I think you can draw parralels, but I think that it's reading into it to think that that's what the makers of the movie were referencing. P-C, I think you last point is most relevant. I mean, they're friggin Super-Villains, they destroy cities. It's what they
do
. Asking Bats to fight people who aren't acting like Supervillians is silly, and, you know, their motivations were better and clearer than the majority of the Supervillains I've seen, and it's kind of nice that we can find parallels between our cultural icons and actual events and issues. I'm confused as to what kind of Bat-movie this guy would have liked.
I think you can draw parralels, but I think that it's reading into it to think that that's what the makers of the movie were referencing.
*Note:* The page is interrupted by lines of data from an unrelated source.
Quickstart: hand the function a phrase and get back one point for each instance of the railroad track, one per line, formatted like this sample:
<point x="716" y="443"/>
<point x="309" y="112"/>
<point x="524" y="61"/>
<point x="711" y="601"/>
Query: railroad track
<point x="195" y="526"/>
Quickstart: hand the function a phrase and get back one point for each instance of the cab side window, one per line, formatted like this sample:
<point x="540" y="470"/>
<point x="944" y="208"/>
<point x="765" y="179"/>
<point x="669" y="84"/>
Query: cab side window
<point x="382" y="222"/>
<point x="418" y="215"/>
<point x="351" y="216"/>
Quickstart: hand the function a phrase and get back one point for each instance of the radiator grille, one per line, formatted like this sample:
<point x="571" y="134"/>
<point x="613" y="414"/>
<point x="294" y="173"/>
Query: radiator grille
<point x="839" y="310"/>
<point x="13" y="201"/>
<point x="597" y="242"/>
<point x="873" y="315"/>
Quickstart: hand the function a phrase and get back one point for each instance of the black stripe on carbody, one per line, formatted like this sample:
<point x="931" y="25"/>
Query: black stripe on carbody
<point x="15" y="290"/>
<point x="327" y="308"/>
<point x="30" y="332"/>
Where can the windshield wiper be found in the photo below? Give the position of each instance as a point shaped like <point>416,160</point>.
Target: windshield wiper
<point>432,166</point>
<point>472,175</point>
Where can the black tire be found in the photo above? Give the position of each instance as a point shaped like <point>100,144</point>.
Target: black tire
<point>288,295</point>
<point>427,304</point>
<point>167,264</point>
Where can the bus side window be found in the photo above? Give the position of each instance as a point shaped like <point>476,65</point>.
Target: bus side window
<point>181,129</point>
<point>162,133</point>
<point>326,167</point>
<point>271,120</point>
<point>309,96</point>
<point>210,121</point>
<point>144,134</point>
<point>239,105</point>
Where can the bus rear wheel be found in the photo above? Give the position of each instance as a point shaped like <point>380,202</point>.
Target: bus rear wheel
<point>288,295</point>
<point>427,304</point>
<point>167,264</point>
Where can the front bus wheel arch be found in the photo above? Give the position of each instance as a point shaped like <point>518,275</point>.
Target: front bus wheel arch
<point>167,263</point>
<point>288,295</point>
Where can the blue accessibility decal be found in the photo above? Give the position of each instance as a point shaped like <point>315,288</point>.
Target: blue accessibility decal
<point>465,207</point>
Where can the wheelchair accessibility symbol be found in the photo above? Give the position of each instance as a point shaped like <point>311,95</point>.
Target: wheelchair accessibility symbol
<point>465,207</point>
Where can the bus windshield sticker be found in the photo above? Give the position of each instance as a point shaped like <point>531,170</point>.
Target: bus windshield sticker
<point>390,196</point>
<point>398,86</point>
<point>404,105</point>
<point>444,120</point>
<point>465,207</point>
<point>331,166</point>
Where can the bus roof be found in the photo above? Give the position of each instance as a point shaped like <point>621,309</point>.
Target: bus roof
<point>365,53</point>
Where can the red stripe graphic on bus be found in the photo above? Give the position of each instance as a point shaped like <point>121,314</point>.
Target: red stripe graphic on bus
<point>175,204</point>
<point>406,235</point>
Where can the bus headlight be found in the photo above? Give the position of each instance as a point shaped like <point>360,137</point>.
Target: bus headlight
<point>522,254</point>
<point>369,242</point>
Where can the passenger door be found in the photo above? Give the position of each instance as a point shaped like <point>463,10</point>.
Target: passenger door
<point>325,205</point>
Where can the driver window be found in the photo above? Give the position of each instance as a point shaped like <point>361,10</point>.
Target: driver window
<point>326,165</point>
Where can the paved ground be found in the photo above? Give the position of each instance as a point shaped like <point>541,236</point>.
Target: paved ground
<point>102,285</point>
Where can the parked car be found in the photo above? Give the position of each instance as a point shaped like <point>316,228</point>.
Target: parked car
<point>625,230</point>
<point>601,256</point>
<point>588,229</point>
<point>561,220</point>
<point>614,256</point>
Yeah, I agree. Because once I started thinking about it, I could start making some arguments by twisting things around, but I never made the connection in my mind until this guy brought it up.
I mean, they're friggin Super-Villains, they destroy cities. It's what they do .
I want to see a supervillain's résumé.
EXPERIENCE
GOTHAM CITY
8/04 - 3/05
*Ran organized crime syndicate
*Delivered narcotic substances in a timely manner
*Executed unfit minions
METROPOLIS
2/04 - 3/04
*Held city hostage for three weeks
*Demanded large ransom with conviction and aplomb
*Fought Superman and lived
CLEVELAND
9/03 - 1/04
*Served coffee to tired patrons
*Calculated totals without the use of a computational device
*Deceived customers with friendly demeanor
Bastard would probably get a job before I did.
their motivations were better and clearer than the majority of the Supervillains I've seen
Heh. I liked how in the beginning,
the League of Shadows came off as this good organization working for peace. But then you realize their methods are a bit...unconventional, and they're actually pretty eeeeevil. I don't think their good intentions held much water once they set on Gotham. They're like the Sith!
I think this is one of those things where what you bring to the film colors it so heavily. As a non-New Yorker, and someone to whom Gotham felt more Chicago than NYC, it didn't ping at all, but it's not a constant ping on my radar like it is if you're right there all the time.
eta: P-C, hee
I love the supervillain resumé
Also, totally not here, because I'm revising a paper. Really.
Hee. My flist (okay, one person) has given me another stupid review, from a person who doesn't like that the movie is serious and feels real:
Bale’s intensity — he badgers the corrupted with screams as piercing as a bat’s, only at a lower pitch — seems sweetly misplaced. Let’s not forget that what we’re talking about is a cartoon.
Or, you know, a comic. Which is a different medium.
He wants us to believe that this Batman is as tuned in to social fears as Michael Moore in Bowling for Columbine, but Nolan’s insistence that what Batman does really matters is the funniest thing about the movie.
This seems to imply that Nolan has some gun control agenda, when of course Batman has had a stringent no guns policy...forever. And yes, let's have a superhero movie that presents the role of the superhero as completely unimportant and superfluous. It may have been done, but that's not Batman. Batman does matter, that's the point.
So he wants a super hero who spends years training in various skills and disciplines and dresses up like a flying rodent just because? Even the Adam West stories worked on the principle that the crimefighting mattered.